Services work great when their popular. Their nixpkgs are maintained and constantly upgraded
Unpopular services have either no nixpkg, it’s out-of-date, or its completely broken

I do love self-hosting, but I can’t always dedicate that much time to it. This means that I am just simply not very good at writing Nix derivations for services I want to run. It just makes the experience pretty horrible sometimes.

Even with its faults, I still choose to host most of my of services on NixOS.

Helios

Before applying to Oxide, I want to familiarize myself with Helios (an illumos distro).

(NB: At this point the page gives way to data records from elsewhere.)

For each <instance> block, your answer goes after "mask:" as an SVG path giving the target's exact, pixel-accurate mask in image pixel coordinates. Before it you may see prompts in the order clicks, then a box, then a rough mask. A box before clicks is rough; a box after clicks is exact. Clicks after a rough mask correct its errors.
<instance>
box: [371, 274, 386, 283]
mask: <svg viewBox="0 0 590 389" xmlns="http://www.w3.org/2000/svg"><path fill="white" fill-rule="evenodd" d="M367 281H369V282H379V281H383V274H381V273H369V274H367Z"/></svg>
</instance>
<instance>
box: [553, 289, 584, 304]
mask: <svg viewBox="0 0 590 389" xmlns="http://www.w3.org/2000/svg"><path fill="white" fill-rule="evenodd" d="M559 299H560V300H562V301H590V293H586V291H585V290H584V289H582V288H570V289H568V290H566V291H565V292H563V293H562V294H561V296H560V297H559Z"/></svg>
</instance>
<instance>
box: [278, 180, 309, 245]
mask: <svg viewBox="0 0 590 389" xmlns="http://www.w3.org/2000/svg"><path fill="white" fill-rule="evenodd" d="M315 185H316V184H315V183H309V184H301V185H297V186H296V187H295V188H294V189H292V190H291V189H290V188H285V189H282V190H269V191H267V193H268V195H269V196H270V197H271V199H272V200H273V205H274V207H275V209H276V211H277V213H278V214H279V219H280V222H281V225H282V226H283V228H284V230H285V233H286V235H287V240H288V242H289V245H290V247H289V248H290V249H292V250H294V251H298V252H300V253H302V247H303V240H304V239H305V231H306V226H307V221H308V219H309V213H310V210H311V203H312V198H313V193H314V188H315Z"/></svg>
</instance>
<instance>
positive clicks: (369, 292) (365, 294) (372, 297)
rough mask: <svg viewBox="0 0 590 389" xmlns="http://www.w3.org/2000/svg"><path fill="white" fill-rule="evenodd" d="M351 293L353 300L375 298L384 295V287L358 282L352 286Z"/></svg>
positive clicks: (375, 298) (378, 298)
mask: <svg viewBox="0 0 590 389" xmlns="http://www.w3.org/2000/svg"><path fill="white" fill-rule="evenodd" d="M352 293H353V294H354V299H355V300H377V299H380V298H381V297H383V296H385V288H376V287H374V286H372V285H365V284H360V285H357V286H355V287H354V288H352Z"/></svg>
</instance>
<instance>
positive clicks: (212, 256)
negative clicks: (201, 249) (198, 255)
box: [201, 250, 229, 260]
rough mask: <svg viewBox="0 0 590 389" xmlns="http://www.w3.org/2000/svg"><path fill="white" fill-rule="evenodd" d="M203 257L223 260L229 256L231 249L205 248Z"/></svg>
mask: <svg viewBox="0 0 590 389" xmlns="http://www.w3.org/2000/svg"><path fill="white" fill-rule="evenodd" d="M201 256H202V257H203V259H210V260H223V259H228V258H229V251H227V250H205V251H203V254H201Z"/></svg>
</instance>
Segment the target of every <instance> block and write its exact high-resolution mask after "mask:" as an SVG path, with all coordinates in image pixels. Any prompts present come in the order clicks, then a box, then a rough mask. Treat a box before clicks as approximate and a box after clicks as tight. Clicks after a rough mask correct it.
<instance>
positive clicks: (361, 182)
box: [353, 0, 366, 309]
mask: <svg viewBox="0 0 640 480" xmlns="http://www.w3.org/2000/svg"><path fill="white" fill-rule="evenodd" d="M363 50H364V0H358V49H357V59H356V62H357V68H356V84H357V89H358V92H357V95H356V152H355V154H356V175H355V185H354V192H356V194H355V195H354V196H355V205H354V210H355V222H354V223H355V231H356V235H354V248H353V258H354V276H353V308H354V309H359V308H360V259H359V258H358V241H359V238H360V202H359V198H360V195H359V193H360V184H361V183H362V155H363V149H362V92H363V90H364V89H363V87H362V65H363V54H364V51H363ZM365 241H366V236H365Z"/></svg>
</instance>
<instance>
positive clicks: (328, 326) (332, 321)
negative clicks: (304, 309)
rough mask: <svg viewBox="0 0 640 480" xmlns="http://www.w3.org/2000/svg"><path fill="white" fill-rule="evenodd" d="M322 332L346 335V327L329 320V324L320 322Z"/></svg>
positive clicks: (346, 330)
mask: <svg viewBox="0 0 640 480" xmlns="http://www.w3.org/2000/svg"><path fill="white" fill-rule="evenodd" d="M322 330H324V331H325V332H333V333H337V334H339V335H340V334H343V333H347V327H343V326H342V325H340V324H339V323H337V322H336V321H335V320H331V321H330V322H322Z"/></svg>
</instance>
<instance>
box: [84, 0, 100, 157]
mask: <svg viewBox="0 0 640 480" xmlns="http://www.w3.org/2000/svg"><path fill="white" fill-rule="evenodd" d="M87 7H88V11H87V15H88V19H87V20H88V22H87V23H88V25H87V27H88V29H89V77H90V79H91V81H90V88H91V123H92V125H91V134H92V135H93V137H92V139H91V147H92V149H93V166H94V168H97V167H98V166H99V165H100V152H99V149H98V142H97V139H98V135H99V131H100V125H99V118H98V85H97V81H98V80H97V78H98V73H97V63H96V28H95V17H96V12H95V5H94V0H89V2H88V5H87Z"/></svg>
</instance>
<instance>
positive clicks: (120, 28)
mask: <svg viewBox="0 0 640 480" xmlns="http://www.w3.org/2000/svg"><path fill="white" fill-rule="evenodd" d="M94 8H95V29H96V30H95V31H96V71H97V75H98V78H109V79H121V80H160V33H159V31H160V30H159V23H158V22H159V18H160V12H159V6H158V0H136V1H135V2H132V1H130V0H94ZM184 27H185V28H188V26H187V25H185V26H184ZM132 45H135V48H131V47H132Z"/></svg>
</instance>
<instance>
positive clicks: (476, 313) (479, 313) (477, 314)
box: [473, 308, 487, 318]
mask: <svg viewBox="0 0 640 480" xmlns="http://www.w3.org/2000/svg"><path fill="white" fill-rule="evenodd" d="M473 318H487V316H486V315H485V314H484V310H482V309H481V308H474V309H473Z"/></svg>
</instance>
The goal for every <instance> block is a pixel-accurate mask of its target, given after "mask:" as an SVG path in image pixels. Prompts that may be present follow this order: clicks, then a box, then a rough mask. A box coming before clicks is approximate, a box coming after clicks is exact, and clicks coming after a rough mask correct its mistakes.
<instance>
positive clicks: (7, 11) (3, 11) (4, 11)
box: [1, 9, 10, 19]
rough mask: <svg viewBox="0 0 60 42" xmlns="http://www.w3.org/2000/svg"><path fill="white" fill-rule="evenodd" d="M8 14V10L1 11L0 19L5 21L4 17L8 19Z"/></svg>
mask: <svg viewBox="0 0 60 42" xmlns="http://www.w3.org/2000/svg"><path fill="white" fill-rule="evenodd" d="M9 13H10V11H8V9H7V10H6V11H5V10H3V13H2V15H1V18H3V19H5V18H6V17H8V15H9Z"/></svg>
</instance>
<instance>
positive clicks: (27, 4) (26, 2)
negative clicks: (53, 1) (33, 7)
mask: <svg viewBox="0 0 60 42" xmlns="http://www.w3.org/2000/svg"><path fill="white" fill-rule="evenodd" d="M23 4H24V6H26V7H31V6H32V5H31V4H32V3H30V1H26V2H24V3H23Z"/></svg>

After following helios-engvm and a bunch of patching (see below), I managed to get this website hosted on Helios!

Fish

Next, I attempted to compile my favorite shell, Fish, which completely failed. I found a long-standing issue for illumos support that had been held up while waiting for changes to nix, which had now been resolved. I spent time properly handling illumos-specific issues – POSIX_SPAWN flags being i16, no good way to check whether a directory is remote, and missing MEMLOCK/NPROC limits. I noticed that _CS_PATH was missing from libc, so I added a workaround for Fish and a proper PR back to libc. Finally, I put all of this into a PR, and now Fish 4.5.0 has illumos support.

Zones

The part I was most excited about in hosting on Helios was using zones. I spent some time learning about zones and setting up a few of them. One of them hosts my website and has a simple continuous deployment system using GitHub webhooks. Another is for the reverse proxy.

rust-rpxy

I chose rust-rpxy for the reverse proxy. It was close to compiling and only required gating out all SO_REUSEPORT calls in illumos. After compiling and running it, it would segfault due to an address boundary error. After tracing it with truss and exploring possible causes, I noticed it was probably mimalloc. I couldn’t find any mention of illumos on mimalloc, and decided that gating it out for illumos was the right option. I put these changes back into a PR to rust-rpxy.

Conclusion

Self-hosting has been a long and interesting journey, teaching me invaluable skills outside of programming itself. I certainly don’t expect this to end here, and I’m excited for the future holds for my homelab!